If all nodes in a cluster are added to a round robin DNS record and the following changes are made:

  • discovery.zen.ping.unicast.hosts has the DNS RR name and Zen tries connecting to all the IPs
  • clients initially connect to the cluster via the DNS RR name

Why? Modern HTTP clients will get a random node in the cluster, but if it fails they'll automatically try the rest until one works [1], when it can then discover the rest of the cluster in the normal way. Currently AFAIK to guarantee a client will always work on startup (ie. before it has a chance to discover all the other nodes in the cluster) and for unicast zen to always work, it has to be supplied with a _current_ list of at least half (?) of the master-eligible nodes.

This would make the cluster rely on DNS to operate, although I expect most people refer to their nodes via DNS anyway, so doesn't add any further dependency for people who'd want to take advantage of this.

[1] http://blog.engelke.com/2011/06/07/web-resilience-with-round-robin-dns/

:DistributeNetwork >docs help wanted

All 7 comments

I just attempted to build a cluster using round robin DNS, and was surprised to find that it doesn't seem to work.
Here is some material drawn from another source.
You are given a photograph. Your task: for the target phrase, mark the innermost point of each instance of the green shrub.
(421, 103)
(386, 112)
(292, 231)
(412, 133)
Am I missing something, or is this not a supported discovery method? If not, what is the current limitation on supporting round robin DNS discovery?

:+1: Would be really nice to have this.

I _think_ this should now work with 2.0. Want to try it out and let us know?

TL;DR confirmed working with 2.1. Should this now be documented? I think for some use cases this is a great feature!

sudo docker run -i -t elasticsearch

Now add a load of docker IPs as A records for es.mydomain, making sure one matches the container above. Check:

nslookup es.mydomain
Server:     8.8.8.8
Address:    8.8.8.8#53

Non-authoritative answer:
Name:   es.mydomain
Address: 172.17.0.18
Name:   es.mydomain
Address: 172.17.0.16
Name:   es.mydomain
Address: 172.17.0.15
Name:   es.mydomain
Address: 172.17.0.19
Name:   es.mydomain
Address: 172.17.0.17

Start up another ES node:

sudo docker run -i -t elasticsearch -Des.discovery.zen.ping.unicast.hosts="es.mydomain"

It'll give "No route to host" errors for all but one of the IPs associated with es.mydomain and join the other container in a cluster.

works like a charm

@jwaldrip @ianwestcott it sounds like the TLDR; i can now bootstrap a elasticsearch master cluster using DNS? (ex. consul DNS)

It looks like this was documented at one point. Is it still? I can't find this mentioned in the Elasticsearch docs on elastic.co.

UPDATE: A-ha: found it still in the network settings documentation, where the change linked here originally put it. But it's not documented under Discovery; seems it merits a mention there?